ARBA 1/48 Heinkel Wespe






see review


Allan Wanta


Resin kit




  The Heinkel designers were busy near the end of the Second World War churning out possibilities to help turn the tide of the conflict to their advantage. One such design was a point defense fighter with the ability to take off vertically strike it’s intended airborne target, and then return to earth landing in a vertical posture, a daunting task, even today. This particular design utilized some unknown turbojet engine coupled to a 6 bladed drive ring within a ducted fan structure. It was unlikely this aircraft would have ever made it to the prototype stage as too many other projects promised more hope.


    This was a sight unseen purchase that arrived from Hannants, very quickly I might add, the package resplendent with green US Customs tape. Let me tell you about the kit, since Customs has already had their look at it.

  Same box as every other ARBA kit, whether the massive BV-155 or the smallest conversion, complete with a color picture of the completed model. Our task is to try to get the parts in the box to look something like that photo. Step one; look at the one page instruction sheet, read the short history and the even shorter construction description. Step two, look at the small number of pieces that it takes to make this kit and wonder why you paid that much for this kit. “It’ll only take a weekend” I said to myself, with the normally quality minded folks at ARBA making this kit; “it should be a no-brainer to assemble”. Yeah, right.
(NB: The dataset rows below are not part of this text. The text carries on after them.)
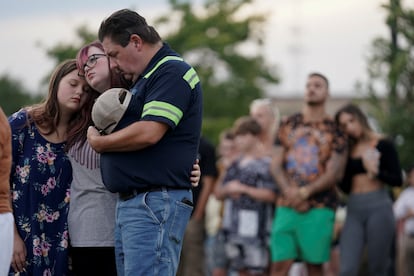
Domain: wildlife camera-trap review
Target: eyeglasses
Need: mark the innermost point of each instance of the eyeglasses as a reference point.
(90, 62)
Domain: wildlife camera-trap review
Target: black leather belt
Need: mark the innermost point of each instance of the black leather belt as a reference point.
(123, 196)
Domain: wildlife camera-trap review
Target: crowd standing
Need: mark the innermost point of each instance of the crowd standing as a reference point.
(273, 185)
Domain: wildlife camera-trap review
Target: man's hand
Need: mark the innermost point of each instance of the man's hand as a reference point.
(92, 136)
  For the most part, the above statement is correct, ARBA has had a great deal of experience making these one-off designs of rare aircraft, and have done a good deal of success. It was a bit disappointing to see some quality issues with this new kit. Mold shift is evident on most of the parts; at least I thought it was mold shifting. What was a problem assembling the lower fuselage to the middle section was actually not a problem at all. The two pieces are ’keyed’ to fit together so the fins line up properly. I in turn sanded them down and realized my error, having to insert a thin disk of plastic to compensate. Not a big boo boo, but considering the mold lines and misalignment scars on the other parts, I wasn’t taking any chances.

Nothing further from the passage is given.